3. And a voice playing module.

For each type of object, the user may record a piece of speech material as the narration speech. Storing all classified voices in a specified directory, and triggering the voice module to play when a target object in a VR scene appears in a visual center of a user for more than 2 seconds.

For the existing VR application, under the condition that the operation of the original application is not interfered, a VR picture can be conveniently extracted, content recognition is carried out according to picture content, and then voice content of a personal phone is played according to a recognition result. The scheme can be applied to virtual home decoration or a virtual exhibition hall, workers can record different voice contents for different user groups, and when the users experience VR, the system plays personalized explanation contents according to information such as age, sex and identity of the users, and personalized marketing effect can be achieved.

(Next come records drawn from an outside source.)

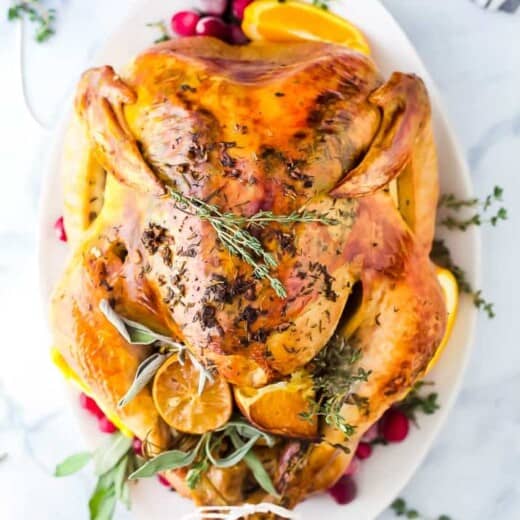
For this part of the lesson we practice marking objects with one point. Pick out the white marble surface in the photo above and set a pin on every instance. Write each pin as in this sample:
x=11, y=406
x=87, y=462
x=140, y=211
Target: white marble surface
x=473, y=471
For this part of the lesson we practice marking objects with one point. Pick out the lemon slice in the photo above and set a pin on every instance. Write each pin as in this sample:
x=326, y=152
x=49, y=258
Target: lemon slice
x=450, y=290
x=175, y=394
x=276, y=408
x=291, y=20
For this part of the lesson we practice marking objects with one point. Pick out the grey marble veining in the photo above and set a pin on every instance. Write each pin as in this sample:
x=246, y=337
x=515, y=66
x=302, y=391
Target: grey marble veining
x=473, y=470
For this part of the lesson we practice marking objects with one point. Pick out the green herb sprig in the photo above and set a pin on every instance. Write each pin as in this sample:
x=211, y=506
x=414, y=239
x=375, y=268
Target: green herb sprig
x=138, y=334
x=441, y=255
x=160, y=25
x=401, y=508
x=42, y=17
x=333, y=379
x=113, y=463
x=240, y=438
x=452, y=202
x=233, y=232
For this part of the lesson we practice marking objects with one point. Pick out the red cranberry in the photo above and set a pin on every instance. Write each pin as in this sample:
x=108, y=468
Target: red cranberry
x=212, y=26
x=237, y=36
x=163, y=480
x=344, y=490
x=239, y=7
x=137, y=446
x=183, y=23
x=363, y=451
x=59, y=227
x=106, y=426
x=214, y=7
x=394, y=425
x=87, y=403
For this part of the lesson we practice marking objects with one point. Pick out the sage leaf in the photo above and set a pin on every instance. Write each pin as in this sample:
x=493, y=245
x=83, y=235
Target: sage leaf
x=144, y=374
x=102, y=504
x=256, y=467
x=247, y=431
x=72, y=464
x=120, y=472
x=235, y=457
x=167, y=460
x=107, y=456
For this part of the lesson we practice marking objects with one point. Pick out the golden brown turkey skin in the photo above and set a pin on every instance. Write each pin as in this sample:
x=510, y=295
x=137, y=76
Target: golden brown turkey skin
x=259, y=127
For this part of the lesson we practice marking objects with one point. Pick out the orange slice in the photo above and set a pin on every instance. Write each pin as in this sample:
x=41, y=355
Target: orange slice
x=450, y=289
x=175, y=394
x=291, y=20
x=276, y=408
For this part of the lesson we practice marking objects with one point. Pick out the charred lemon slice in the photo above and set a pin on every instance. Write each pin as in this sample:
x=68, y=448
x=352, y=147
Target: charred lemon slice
x=291, y=20
x=278, y=408
x=175, y=394
x=450, y=290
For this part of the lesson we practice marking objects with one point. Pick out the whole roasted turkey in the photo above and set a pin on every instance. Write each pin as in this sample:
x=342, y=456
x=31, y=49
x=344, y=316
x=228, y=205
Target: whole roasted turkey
x=263, y=127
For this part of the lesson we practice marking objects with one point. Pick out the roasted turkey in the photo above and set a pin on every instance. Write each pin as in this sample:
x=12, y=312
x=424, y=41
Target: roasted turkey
x=258, y=128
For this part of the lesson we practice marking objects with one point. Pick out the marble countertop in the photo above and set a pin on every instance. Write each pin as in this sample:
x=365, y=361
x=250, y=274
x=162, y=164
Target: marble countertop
x=473, y=470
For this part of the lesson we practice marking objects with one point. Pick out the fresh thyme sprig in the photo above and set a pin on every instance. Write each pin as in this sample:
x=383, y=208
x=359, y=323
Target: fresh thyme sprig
x=401, y=508
x=334, y=378
x=34, y=10
x=440, y=254
x=451, y=202
x=233, y=232
x=237, y=435
x=160, y=25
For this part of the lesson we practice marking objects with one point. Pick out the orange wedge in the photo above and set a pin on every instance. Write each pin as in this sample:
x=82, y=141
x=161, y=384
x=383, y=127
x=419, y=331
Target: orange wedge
x=175, y=394
x=450, y=289
x=291, y=20
x=276, y=408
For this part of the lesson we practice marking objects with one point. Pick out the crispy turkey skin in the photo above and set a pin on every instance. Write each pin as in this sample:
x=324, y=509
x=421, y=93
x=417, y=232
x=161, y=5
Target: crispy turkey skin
x=262, y=127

The following are method examples corresponding to the above system examples, and this embodiment mode can be implemented in cooperation with the above embodiment modes. The related technical details mentioned in the above embodiments are still valid in this embodiment, and are not described herein again in order to reduce repetition. Accordingly, the related-art details mentioned in the present embodiment can also be applied to the above-described embodiments.

Claims

1. An automatic explanation method for VR scenes is characterized by comprising the following steps:

2. The VR scene automatic interpretation method of claim 1, wherein the training process of the scene content recognition module in step 1 specifically includes:

3. The VR scene automatic interpretation method of claim 2, wherein the process of the scene content recognition module determining whether the target object exists in the VR frame in step 2 specifically includes:

4. The VR scene automatic interpretation method of claim 1, wherein the training process of the scene content recognition module in step 1 specifically includes:

5. An automatic explanation system for a VR scene, comprising:

6. The VR scene automatic narration system of claim 5, wherein the training process of the scene content recognition module in module 1 specifically comprises:

7. The VR scene automatic narration system of claim 6, wherein the process of the scene content recognition module in module 2 determining whether the target object exists in the VR frame specifically includes:

8. The VR scene automatic narration system of claim 5, wherein the training process of the scene content recognition module in module 1 specifically comprises:

9. An implementation method for the VR scene automatic narration system of any one of claims 5 to 8.

10. A storage medium storing a program for executing the VR scene automatic interpretation method of any one of claims 1 to 4.